If you have a genome assembly of high quality, then you can pursue RNA-seq-based transcript reconstruction using a genome-guided de novo assembly approach. This approach has several advantages in that:

  • de novo assembly is greatly simplified since reads corresponding to paralogs or otherwise sharing subsequences in common will be partitioned according to their genomic loci, and cannot interfere with each other in de novo assembly.

  • each partition of reads according to genomic location can be assembled in a highly parallel fashion, given a computing grid or multiple processors.

  • each assembly job typically involves a small subset of all the reads and therefore requires minimal memory usage.

Aligning RNA-Seq Reads to the Genome

Reads in FASTQ or FASTA format can be aligned to the genome using a short-read spliced aligner such as TopHat, GSNAP, or even BLAT. With longer short (>60 base) Illumina reads, we've had great success leveraging BLAT, and we include a BLAT alignment pipeline for generating such alignments.

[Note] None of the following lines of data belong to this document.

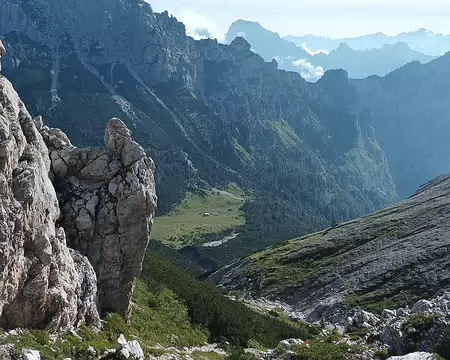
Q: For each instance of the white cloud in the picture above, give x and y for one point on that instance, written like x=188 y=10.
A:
x=308 y=71
x=200 y=27
x=314 y=52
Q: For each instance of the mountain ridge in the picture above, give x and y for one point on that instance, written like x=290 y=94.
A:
x=208 y=113
x=297 y=57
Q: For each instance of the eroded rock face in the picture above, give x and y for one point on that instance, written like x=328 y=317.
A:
x=107 y=197
x=36 y=267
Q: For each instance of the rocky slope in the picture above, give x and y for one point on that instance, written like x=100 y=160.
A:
x=292 y=57
x=208 y=113
x=382 y=260
x=107 y=200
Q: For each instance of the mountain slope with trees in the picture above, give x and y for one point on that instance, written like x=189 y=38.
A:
x=209 y=114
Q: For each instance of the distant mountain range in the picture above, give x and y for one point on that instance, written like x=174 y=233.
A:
x=422 y=40
x=298 y=57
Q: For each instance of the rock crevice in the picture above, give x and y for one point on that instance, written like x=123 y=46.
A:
x=107 y=197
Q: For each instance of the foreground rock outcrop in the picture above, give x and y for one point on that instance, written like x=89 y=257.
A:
x=37 y=269
x=107 y=197
x=210 y=113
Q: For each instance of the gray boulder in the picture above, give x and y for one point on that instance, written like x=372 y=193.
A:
x=36 y=267
x=414 y=356
x=9 y=352
x=108 y=200
x=29 y=354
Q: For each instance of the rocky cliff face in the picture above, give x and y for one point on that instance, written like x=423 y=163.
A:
x=107 y=196
x=411 y=116
x=210 y=114
x=44 y=282
x=390 y=258
x=37 y=268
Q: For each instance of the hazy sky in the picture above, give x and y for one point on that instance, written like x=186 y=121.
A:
x=320 y=17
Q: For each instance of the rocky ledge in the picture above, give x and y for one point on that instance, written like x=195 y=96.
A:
x=104 y=202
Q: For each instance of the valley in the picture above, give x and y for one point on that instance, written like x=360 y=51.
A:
x=168 y=198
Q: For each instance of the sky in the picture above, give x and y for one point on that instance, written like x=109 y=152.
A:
x=333 y=18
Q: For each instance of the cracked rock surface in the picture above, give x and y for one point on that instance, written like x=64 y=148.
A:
x=74 y=223
x=108 y=200
x=36 y=267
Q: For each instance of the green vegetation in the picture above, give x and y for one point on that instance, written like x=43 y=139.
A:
x=160 y=317
x=187 y=223
x=321 y=350
x=68 y=345
x=222 y=318
x=281 y=272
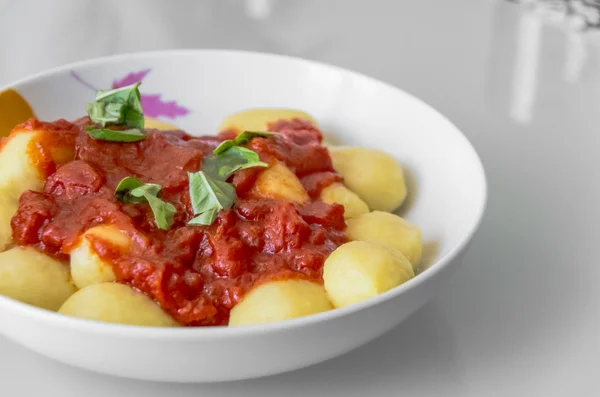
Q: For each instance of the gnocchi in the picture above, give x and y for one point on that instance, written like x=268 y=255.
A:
x=375 y=176
x=19 y=170
x=280 y=300
x=87 y=267
x=389 y=230
x=278 y=182
x=138 y=223
x=116 y=303
x=8 y=206
x=340 y=194
x=34 y=278
x=359 y=270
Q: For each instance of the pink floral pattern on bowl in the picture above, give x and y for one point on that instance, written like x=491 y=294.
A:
x=152 y=104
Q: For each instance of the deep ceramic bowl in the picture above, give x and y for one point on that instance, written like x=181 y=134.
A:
x=196 y=90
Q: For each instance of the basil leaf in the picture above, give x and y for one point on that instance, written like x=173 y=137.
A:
x=118 y=107
x=207 y=194
x=105 y=134
x=242 y=139
x=132 y=191
x=233 y=159
x=105 y=113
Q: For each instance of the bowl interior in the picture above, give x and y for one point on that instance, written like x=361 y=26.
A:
x=196 y=89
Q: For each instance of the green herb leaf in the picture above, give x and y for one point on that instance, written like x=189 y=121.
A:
x=118 y=107
x=132 y=191
x=209 y=196
x=242 y=139
x=231 y=160
x=105 y=134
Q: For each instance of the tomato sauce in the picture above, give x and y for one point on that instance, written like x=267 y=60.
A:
x=196 y=273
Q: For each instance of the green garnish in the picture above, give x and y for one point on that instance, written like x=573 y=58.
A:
x=209 y=190
x=120 y=107
x=209 y=196
x=132 y=191
x=242 y=139
x=231 y=160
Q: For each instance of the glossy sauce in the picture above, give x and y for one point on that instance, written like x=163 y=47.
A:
x=196 y=273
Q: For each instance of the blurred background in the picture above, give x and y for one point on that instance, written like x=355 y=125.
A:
x=520 y=78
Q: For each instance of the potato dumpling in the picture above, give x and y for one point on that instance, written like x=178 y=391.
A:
x=389 y=230
x=278 y=182
x=86 y=266
x=359 y=270
x=375 y=176
x=340 y=194
x=150 y=122
x=257 y=119
x=19 y=172
x=8 y=207
x=116 y=303
x=280 y=300
x=14 y=109
x=31 y=277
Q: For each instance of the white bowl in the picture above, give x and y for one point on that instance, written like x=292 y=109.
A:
x=448 y=204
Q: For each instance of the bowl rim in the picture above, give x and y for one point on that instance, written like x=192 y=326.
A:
x=122 y=330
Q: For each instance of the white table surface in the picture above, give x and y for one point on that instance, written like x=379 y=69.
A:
x=522 y=316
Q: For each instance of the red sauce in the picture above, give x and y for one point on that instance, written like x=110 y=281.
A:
x=197 y=273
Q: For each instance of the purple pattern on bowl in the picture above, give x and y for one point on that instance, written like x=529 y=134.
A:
x=152 y=104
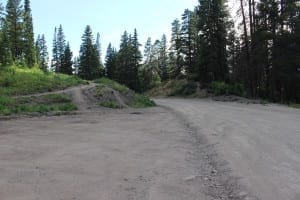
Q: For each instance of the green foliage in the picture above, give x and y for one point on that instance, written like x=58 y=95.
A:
x=221 y=88
x=111 y=104
x=174 y=87
x=294 y=105
x=113 y=84
x=41 y=104
x=20 y=81
x=89 y=60
x=141 y=101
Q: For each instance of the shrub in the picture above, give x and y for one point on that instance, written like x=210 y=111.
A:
x=222 y=88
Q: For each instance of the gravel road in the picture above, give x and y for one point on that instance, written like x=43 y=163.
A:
x=182 y=150
x=260 y=143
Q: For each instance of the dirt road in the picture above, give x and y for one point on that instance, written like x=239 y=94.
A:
x=260 y=143
x=163 y=153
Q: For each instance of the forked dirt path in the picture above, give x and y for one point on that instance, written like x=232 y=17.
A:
x=175 y=152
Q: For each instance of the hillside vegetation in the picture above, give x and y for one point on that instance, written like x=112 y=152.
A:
x=16 y=81
x=114 y=95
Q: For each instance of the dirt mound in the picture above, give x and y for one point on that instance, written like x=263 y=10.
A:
x=109 y=97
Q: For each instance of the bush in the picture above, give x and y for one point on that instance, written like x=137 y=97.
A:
x=141 y=101
x=22 y=81
x=222 y=88
x=113 y=84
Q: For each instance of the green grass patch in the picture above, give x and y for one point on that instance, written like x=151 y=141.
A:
x=113 y=84
x=111 y=104
x=42 y=104
x=141 y=101
x=222 y=88
x=294 y=105
x=22 y=81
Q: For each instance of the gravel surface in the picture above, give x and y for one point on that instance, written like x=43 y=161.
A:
x=183 y=149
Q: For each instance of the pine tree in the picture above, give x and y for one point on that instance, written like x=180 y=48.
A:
x=5 y=52
x=28 y=36
x=14 y=29
x=98 y=47
x=163 y=59
x=61 y=47
x=212 y=53
x=111 y=62
x=89 y=65
x=55 y=55
x=188 y=39
x=176 y=46
x=135 y=65
x=42 y=53
x=66 y=61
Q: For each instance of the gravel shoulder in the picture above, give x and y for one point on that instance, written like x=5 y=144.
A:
x=183 y=149
x=260 y=144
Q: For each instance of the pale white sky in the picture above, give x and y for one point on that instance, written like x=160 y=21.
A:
x=110 y=18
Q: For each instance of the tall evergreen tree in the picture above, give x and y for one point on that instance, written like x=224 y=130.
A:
x=212 y=26
x=98 y=47
x=5 y=52
x=89 y=65
x=28 y=35
x=163 y=59
x=61 y=47
x=111 y=62
x=55 y=55
x=135 y=65
x=176 y=47
x=14 y=28
x=42 y=53
x=188 y=39
x=66 y=61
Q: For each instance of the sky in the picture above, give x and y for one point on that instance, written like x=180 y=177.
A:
x=151 y=18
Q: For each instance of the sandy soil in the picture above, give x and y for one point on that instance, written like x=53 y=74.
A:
x=261 y=144
x=185 y=150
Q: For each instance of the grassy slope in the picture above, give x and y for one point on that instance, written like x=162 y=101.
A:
x=134 y=100
x=21 y=81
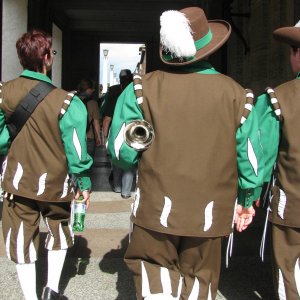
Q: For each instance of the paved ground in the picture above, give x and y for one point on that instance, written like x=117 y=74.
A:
x=94 y=268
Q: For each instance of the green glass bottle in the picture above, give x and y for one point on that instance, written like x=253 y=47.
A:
x=79 y=215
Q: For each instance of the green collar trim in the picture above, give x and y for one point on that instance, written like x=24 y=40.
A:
x=204 y=41
x=36 y=75
x=199 y=44
x=202 y=67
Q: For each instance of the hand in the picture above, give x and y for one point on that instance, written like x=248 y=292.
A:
x=85 y=195
x=243 y=217
x=98 y=142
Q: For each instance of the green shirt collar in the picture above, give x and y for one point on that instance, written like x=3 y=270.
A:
x=201 y=67
x=36 y=75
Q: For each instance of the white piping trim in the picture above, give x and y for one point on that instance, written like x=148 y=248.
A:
x=165 y=281
x=42 y=184
x=248 y=106
x=208 y=216
x=76 y=143
x=20 y=245
x=7 y=244
x=18 y=176
x=166 y=212
x=145 y=282
x=195 y=290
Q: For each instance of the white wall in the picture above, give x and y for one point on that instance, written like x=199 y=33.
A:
x=57 y=45
x=14 y=24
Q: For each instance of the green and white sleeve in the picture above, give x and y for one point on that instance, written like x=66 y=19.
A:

Ultimately, since transcript reconstruction will be performed using de novo assembly rather than alignment-assembly, the accuracy of the alignments such as inferred introns is not important. What is critical is that reads map to their proper location in the genome so that they can be grouped and leveraged for de novo sequence assembly. Regardless of what alignment approach you use, the end product should be a genome-coordinate sorted SAM file.

Genome-guided Inchworm RNA-Seq Assembly

Aligned reads are grouped into covered regions, and the reads in each group are targeted for de novo assembly. In the case of strand-specific RNA-Seq data, reads are grouped into strand-specific covered regions of the genome.

Sample data and pipeline execution are provided in the directory genome_guided_assembly/. These sample data correspond to Illumina 76 base strand-specific paired reads, generated using the dUTP method, with fragments sequenced in the FR library type as shown above.

Step 1: Partitioning aligned reads according to covered regions

To partition the aligned reads, run:

% $INCHWORM_HOME/bin/prep_rnaseq_alignments_for_genome_assisted_assembly.pl
########################################################################################################
#
#  Required:
#
#  --coordSorted_SAM <string>      coordinate-sorted SAM file.
#
#  -J  <int>                       value corresponding to the 75th percentile of intron lengths (coverage partitions within this length are joined)
#  -I  <int>                       maximum intron length  (reads with longer intron lengths are ignored)
#
#  *If Strand-specific, specify:
#  --SS_lib_type <string>          library type:  if single: F or R,  if paired:  FR or RF
#
#
#  Optional:
#
#  --jaccard_clip                 mitigates false fusions of genes.  ** requires paired-reads. **
#
#
########################################################################################################

The command run on the example data provided is:

%  $INCHWORM_HOME/bin/prep_rnaseq_alignments_for_genome_assisted_assembly.pl --coordSorted_SAM first100kreads.coordSorted.sam \
                                                                             --SS_lib_type RF -J 500 -I 500 --jaccard_clip

Running the above will distribute the reads into multiple FASTA-formatted files, with each file corresponding to the reads within a given partition. Files are distributed into Dir* directories. In the case strand-specific RNA-Seq is leveraged (indicated by specifying the —SS_lib_type parameter), the reads will first be separated by strand followed by partitioning.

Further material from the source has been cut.